The main limitation of this study, which unfortunately is recurrent in any scientific study, is the great inter-individual variability. In the context of the cardiac system, this is essentially illustrated by the notion of coronary dominance.

In the general population, an average of 15% of cores are right-dominated, 15% left-dominated, and 70% have a balanced network.

This notion is fundamental to assimilate because in the context of ischemic necrosis such as an infarction affecting a particular area of the heart, the consequences will not be the same depending on the coronary dominance.

Indeed, from this point of view, the notion of infarction should be put into perspective: For example, left dominance with stenosis of the common trunk of the left coronary artery constitutes a surgical emergency, whereas for the same patient with right coronary stenosis, this stenosis would not be so urgent.

Our patient has a balanced coronary network but the ideal would be to take into account all possible scenarios, i.e. by modeling two other hearts in 3D, one predominantly left coronary and the other predominantly right. This would make it possible to scan all cardiac configurations that may be encountered in surgical practice.
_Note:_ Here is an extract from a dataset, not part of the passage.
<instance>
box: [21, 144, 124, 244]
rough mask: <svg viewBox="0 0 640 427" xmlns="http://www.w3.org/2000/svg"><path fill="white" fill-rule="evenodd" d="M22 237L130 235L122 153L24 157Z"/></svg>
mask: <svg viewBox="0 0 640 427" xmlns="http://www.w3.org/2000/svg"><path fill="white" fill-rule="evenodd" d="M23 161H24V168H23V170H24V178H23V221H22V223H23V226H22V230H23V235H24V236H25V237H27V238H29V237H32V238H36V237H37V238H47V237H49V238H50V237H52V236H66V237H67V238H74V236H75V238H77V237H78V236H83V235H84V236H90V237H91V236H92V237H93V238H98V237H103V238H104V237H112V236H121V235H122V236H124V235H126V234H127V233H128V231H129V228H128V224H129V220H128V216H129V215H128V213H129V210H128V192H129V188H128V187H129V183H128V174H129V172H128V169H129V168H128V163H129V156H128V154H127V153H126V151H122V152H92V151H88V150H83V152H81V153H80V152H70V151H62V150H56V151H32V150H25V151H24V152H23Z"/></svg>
As mentioned above, this concept is particularly useful in the context of surgical training. However, personalization for each patient is not possible.

The aim of this work is not to create a diagnostic or therapeutic tool (whose role of coronary angiography is indisputable) but to propose a 3D atlas for practical learning of medicine.

So, in a sense, it’s a disadvantage without really being a disadvantage given the original purpose of this study.

Our 3D reconstruction of the coronary arteries is comparable to that performed by Uhl and collaborators at the Paris Descartes Laboratory of Computational and Clinical Anatomy [6].

5. Conclusion

Vascularization of the heart is a prerequisite for understanding the physiology and semiology of coronary heart failure. This reconstruction of the vessels of the heart is an educational tool that allows us to teach the vascularization of the heart. It could also be used as a 3D atlas for simulation purposes for training in coronary angioplasty and coronary artery bypass grafting procedures.

Conflicts of Interest

The authors declare no conflicts of interest regarding the publication of this paper.